Open TitechTraj opened 2 years ago
Hi @TitechTraj, I think this can be solved by block (or cyclic) partitioning the input so that each part of the of array is less than 65536 maximum bitwidth.
An example of how to do this is here: https://gist.github.com/jmduarte/1a602ac8d69352b1487e15ba49b44c83
We can consider adding an example of this sort to the documentation. What do you think @vloncar ?
P.S. @vloncar I tried initially to update the pragma with VivadoArrayVariableConverter
, but I think this line
https://github.com/fastmachinelearning/hls4ml/blob/59ed8249f4bbdb4b23ff0c6f0bfc976b44d3ac7e/hls4ml/backends/fpga/fpga_types.py#L200-L201 prevents it from working when you just update the pragma for the partitioning. Is that expected behavior or should we fix it?
cc: @rfforelli @rohahann
@jmduarte This will probably not work to help push larger models onto FPGAs and will inevitably cause other problems with scheduling. I don't think we should support this type of hacking at this moment.

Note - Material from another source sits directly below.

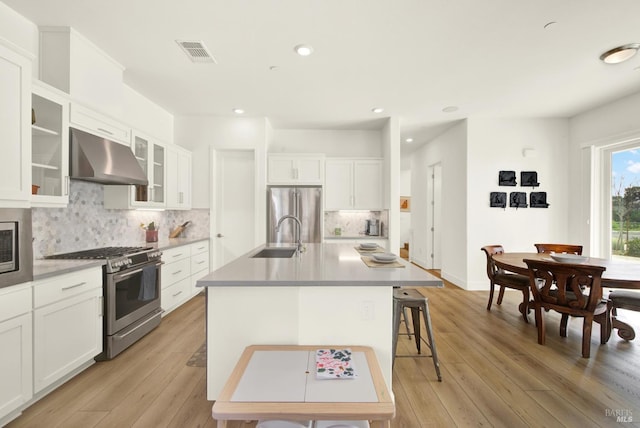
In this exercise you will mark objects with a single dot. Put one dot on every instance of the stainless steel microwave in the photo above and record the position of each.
(16, 251)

I am trying to compile a GRU network and even though it is not officially supported yet, I managed to merge some branches and made it work for a small GRU example. I am trying to synthesize my much larger network, it has 2 stacked GRU cells and the input is 20x512 (using ap_fixed<16,6> precision). I got into some issues, like loop unrolling but I read that changing the strategy to Resource and changing the reuse factor would help. I bypassed that error by making the reuse factor 64. And now I am stuck with this error.
ERROR: [XFORM 203-133] Bitwidth of reshaped elements (163840 bits) exceeds the maximum bitwidth (65536 bits) for array 'in_local.V' (firmware/myproject_axi.cpp:16).
I don't have enough knowledge in HLS and I am a bit lost to figure out the problem. This seems like my data input size : 20x512x16= 163840 which is larger than the maximum bitwidth. Is the maximum bitwidth fixed for some reason? Should I find a way to make my input smaller? Or can this be solved differently? Thanks!